Published on February 5th, 2013 | by Adam Johnston0
New German Wind Energy Capacity Increases In 2012 By 20%
February 5th, 2013 by Adam Johnston
The German Wind Energy Association (BWE) and VDMA Power Systems (VDMA PS) note a total of 2,439 megawatts (MW) and 1008 wind turbines were installed in 2012. That’s an increase of 431 MW and 113 new turbines from the previous year (2,008 MW installed and 895 wind turbines in 2011).
Lower Saxony and Schleswig-Holstein were the top federal states with 361 MW and 333 MW of new installed capacity, respectively. Meanwhile, the southern states of Rhine-Palatinate (288 MW) and Baravia (201 MW) also showed firm wind energy growth in 2012. Baden-Württemberg was at the bottom of the list of new German wind power capacity, showing 19 MW.

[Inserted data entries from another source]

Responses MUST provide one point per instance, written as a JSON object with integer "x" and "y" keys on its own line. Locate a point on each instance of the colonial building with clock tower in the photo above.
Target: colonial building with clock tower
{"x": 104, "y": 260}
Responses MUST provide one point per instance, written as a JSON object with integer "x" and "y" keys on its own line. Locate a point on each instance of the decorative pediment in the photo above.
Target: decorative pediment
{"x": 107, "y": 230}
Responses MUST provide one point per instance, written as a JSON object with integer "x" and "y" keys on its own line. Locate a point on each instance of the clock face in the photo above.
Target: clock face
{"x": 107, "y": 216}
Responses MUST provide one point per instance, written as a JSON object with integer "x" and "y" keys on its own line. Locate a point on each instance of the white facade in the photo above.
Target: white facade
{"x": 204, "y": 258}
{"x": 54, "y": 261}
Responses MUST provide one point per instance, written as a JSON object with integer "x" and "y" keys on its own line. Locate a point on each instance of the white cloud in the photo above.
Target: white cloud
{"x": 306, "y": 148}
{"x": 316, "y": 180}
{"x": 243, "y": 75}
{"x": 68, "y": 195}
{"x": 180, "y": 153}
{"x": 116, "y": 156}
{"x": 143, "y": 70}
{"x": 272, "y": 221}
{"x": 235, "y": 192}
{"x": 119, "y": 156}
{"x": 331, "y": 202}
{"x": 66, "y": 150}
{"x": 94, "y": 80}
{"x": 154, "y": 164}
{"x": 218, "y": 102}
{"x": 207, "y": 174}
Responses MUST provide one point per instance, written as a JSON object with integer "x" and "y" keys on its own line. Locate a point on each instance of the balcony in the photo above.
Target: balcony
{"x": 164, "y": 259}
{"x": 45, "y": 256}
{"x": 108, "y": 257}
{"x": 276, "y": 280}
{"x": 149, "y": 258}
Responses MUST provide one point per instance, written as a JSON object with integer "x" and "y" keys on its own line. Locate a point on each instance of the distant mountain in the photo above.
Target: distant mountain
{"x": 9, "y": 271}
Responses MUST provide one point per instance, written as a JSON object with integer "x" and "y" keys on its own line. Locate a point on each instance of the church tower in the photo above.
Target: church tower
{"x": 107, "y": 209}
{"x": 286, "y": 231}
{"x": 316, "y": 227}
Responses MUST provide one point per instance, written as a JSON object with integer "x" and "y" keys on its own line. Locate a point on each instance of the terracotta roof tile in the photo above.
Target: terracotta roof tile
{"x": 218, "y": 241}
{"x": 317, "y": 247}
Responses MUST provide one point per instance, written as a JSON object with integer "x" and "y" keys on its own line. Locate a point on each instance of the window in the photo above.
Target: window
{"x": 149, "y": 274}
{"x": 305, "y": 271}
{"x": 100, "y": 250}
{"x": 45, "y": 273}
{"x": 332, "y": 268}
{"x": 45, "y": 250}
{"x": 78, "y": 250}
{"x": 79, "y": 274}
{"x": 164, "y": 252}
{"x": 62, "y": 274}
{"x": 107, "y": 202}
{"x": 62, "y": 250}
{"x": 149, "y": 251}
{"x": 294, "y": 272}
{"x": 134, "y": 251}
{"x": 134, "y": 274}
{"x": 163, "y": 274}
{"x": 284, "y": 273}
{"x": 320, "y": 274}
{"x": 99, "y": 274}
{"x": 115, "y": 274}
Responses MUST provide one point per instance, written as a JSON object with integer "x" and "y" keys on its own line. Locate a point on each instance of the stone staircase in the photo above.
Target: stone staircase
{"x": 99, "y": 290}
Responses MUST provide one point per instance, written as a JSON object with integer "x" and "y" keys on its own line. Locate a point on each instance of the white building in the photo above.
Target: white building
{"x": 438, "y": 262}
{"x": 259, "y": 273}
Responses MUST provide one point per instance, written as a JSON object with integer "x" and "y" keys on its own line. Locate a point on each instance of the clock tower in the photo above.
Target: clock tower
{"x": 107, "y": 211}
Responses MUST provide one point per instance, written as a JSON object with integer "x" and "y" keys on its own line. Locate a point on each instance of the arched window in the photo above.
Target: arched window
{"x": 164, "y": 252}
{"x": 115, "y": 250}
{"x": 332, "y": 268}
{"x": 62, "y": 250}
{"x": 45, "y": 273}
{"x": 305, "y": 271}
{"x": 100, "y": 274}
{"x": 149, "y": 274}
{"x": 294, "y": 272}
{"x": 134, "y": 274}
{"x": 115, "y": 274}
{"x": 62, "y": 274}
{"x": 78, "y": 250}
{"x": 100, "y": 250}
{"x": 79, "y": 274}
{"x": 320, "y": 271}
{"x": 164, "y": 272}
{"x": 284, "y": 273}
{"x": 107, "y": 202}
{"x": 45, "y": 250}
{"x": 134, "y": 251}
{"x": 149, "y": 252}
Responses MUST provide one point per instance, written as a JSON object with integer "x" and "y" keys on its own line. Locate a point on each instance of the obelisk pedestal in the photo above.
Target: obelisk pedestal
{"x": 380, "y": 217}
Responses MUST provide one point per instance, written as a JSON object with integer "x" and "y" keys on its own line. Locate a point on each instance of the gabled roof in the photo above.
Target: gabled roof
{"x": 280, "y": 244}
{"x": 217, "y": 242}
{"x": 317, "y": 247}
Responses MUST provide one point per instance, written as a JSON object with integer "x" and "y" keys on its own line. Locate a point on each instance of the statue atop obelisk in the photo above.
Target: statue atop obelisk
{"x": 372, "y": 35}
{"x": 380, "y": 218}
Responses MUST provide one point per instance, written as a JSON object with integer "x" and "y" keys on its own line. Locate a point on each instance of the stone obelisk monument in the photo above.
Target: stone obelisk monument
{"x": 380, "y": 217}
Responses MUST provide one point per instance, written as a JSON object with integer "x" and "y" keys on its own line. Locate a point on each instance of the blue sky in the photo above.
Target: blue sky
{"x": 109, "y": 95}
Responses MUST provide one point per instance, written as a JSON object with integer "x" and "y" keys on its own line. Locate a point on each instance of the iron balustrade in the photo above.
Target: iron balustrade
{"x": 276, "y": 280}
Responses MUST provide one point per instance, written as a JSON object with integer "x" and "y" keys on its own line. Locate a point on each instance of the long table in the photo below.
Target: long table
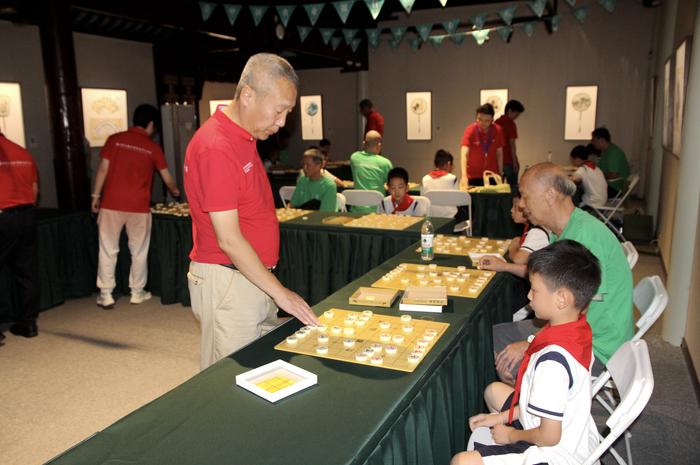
{"x": 355, "y": 415}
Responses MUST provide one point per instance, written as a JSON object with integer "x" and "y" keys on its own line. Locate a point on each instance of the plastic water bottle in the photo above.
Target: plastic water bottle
{"x": 427, "y": 233}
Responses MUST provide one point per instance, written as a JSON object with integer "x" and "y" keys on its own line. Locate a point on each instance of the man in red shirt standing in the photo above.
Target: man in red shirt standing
{"x": 481, "y": 148}
{"x": 234, "y": 226}
{"x": 18, "y": 194}
{"x": 125, "y": 177}
{"x": 374, "y": 120}
{"x": 511, "y": 165}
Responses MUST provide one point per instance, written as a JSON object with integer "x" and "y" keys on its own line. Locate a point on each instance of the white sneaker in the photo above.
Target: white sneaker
{"x": 141, "y": 296}
{"x": 105, "y": 300}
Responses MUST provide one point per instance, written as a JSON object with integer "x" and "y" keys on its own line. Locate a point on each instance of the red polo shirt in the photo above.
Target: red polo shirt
{"x": 132, "y": 158}
{"x": 476, "y": 141}
{"x": 510, "y": 132}
{"x": 17, "y": 175}
{"x": 223, "y": 172}
{"x": 375, "y": 122}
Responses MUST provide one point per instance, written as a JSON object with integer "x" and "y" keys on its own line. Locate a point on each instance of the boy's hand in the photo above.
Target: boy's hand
{"x": 501, "y": 434}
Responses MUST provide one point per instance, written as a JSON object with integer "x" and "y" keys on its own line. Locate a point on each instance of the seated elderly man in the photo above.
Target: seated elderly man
{"x": 546, "y": 200}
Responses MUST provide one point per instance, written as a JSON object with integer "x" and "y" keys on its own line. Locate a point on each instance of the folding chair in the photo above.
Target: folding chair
{"x": 286, "y": 193}
{"x": 453, "y": 198}
{"x": 630, "y": 369}
{"x": 614, "y": 207}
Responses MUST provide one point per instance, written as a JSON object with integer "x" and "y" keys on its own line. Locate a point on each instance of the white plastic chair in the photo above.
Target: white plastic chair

Meanwhile, Thorsten Herdan, Managing Director of VDMA PS, had this to say on Germany’s gains in 2012:
“Germany is a pillar of strength in a turbulent global market where wind energy is concerned. Both the expected slump of the US market in 2013 and the progressive isolation of the declining Chinese market are forcing manufacturers to focus on the European core markets. The systemic modification of the German Renewable Energy Sources Act and the electricity market design thus become all the more important. If these goals can be achieved, the framework conditions on the German domestic market will act as a model for Germany’s export markets”
When looking in the past twenty-three years, the growth of the German wind industry is quite astounding (see below graph). In 1990, there were only 55 MW of installed capacity, which is just a fraction of the new installed capacity seen in 2012. Between 2000 and 2011, a total of 22,978 MW of new wind capacity was installed, topping out at 29,075.
However, despite solid gains for the German wind market in 2012, the global wind industry could be facing some challenges this year. VDMA PS predicts a drop of 10% in the global wind market in 2013. The report noted that the US will have around 5,000 MW of new wind capacity in 2013, dramatically down from 2012’s estimated 13,200 MW. Much of the anticipated downward swing in projected new US wind capacity this year is due to the constant flux of the US wind production credit, which in early January was renewed for another one-year term.
“If wind energy is not ground up by the election campaign mills, Germany’s strong domestic market will ensure that manufacturing capacities will be ready for the expected revival of the global wind energy market from 2014 onwards,” said Herdan.
Whichever way the wind takes the German wind industry in 2013 due to some potential currents facing them, 2012 was a good year for moving wind forward as a real concrete source of energy. It will be interesting to see how Germany’s wind industry will continue to pull its self forward this year and the future.